Subtelomeric_regions_annotation

Subtelomeric regions annotation

"Subtelomeres are segments of DNA between telomeric caps and chromatin. Each chromosome has two subtelomeres immediately adjacent to the long (TTAGGG)n repeats. Subtelomeres are considered to be the most distal (farthest from the centromere) region of unique DNA on a chromosome, and they are unusually dynamic and variable mosaics of multichromosomal blocks of sequence." - Wikipedia

While this definition seems rather simple and consensual, span of regions referred as "subtelomeric" regions on human chromosomes are extremely variable from one paper to another.
Consequently, there is no consensual genomic annotation of subtelomeric regions provided by oftenly used annotation repositories such as the UCSC Genome Browser, the NCBI, the ENCODE project or ENSEMBL.

Here, I attempt to provide an annotation of subtelomeric regions in the hg19 human genome assembly in a BED format.

The annotation has been generated based on 500kb sequences provided in a supplementary FASTA file from the paper Subtelomeric CTCF and cohesin binding site organization using improved subtelomere assemblies and a novel annotation pipeline - Nicholas S. et al. Genome Research 2014.

50bp have been extracted on both extremities of each subtelomere sequences.
These 50 bp sequences have been then BLASTed to the hg19 human genome assembly (GRCh37.p13). Sequences submission has been done through the NCBI BLAST API using the R package NCBI.BLAST2DT. BLAST hits have been collected using the same R package.

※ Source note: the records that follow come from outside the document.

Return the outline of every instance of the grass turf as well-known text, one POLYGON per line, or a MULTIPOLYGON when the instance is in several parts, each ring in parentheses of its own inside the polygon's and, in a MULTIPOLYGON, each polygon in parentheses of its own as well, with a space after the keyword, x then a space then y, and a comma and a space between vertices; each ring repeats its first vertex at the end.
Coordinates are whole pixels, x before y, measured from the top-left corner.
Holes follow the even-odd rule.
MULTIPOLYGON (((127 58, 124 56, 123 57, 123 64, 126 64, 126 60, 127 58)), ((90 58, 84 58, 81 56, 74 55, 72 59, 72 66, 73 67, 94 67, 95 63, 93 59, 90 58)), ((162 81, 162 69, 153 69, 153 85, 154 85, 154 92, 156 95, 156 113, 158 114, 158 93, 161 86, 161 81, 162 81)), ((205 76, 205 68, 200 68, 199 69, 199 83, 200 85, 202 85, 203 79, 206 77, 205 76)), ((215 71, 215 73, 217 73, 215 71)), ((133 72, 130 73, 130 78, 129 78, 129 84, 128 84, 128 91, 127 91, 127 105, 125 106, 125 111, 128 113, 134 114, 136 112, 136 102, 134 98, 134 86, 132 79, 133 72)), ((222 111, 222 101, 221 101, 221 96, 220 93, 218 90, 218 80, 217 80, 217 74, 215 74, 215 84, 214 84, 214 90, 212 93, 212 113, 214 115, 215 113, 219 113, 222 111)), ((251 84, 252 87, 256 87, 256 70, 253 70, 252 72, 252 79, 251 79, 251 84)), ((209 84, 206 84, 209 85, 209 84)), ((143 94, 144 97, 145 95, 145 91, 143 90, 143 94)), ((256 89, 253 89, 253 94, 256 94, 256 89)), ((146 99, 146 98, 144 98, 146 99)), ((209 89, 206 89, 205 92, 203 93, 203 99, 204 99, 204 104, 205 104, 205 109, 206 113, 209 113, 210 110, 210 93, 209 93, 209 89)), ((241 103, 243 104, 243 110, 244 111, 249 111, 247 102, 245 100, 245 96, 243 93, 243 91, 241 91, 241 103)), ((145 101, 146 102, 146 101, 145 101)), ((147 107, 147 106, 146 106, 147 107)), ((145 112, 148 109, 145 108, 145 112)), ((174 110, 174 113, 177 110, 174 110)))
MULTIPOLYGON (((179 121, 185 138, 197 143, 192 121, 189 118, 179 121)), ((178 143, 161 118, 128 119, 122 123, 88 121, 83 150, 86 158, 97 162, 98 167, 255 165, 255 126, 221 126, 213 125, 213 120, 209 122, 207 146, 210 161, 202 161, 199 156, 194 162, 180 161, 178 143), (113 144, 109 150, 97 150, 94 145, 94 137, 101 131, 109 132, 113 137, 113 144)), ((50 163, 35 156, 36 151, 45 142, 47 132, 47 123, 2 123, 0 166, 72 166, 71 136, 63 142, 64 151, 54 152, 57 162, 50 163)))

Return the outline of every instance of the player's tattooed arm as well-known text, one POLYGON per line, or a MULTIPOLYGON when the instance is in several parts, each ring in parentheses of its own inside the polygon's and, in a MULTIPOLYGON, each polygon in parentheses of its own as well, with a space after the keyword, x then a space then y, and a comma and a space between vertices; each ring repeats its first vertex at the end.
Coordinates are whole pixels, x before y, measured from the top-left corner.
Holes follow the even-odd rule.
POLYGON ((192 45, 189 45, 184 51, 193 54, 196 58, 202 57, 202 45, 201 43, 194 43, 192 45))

I selected the hits of interest based on the following conditions:

  • The hit must be located on the GRCh37.p13 primary assembly.
  • The hit must be located on the same chromosome as the one from which the BLASTed 50bp sequences are coming from.
  • The hit must have the maximum score of alignment (score = 100) where it happens.

I then designed a function able to extract positions of these perfect alignments on distal (most distant hits from chromosomes centromere) and proximal (closest hits from chromosomes centromere) parts of both p and q arms of each chromosome.

As there was not always a perfect hit available I completed the missing coordinates using the Gaps annotation provided by the UCSC genome browser: The Gaps annotation contain coordinates of telomeres and centromeres on the hg19 human genome assembly. Missing coordinates where so replaced by telomere ends on p arms, and telomere starts on q arms.

Another issue to overcome was the coexistence of multiple hits on the same chromosome, all with a perfect alignment score of 100.
In such case I chosed to select the hit to be the closest to 500kb from either the distal or the proximal coordinate (knowing that we expect final subtelomeric regions to have similar length to sequences provided in the paper).

The resulting BED annotation after these steps is available in the file hg19_subtelomeres.bed.

As one can spot in this version of the subtelomeres annotation, some gaps remain between telomeres and the newly defined subtelomeric regions. One reason that could explain these gaps is the fact that the hg19 assembly wasn't the same back when the paper defined the subtelomere they described. To fill gaps between telomeres and subtelomeres, I extended the subtelomeric regions, on the p arm where the telomeres end, and on the q arm where the telomeres start.

The resulting BED annotation after subtelomeric regions extension is available in the file hg19_extended_subtelomeres.bed.

If you wish to reproduce this work, the selected BLAST hits used here are available in subtelomere_selected_BLAST_hits.csv and the complete script to reproduce the subtelomeres annotation on the hg19 assembly is available in make_subtelomeres_bed_annotation.R.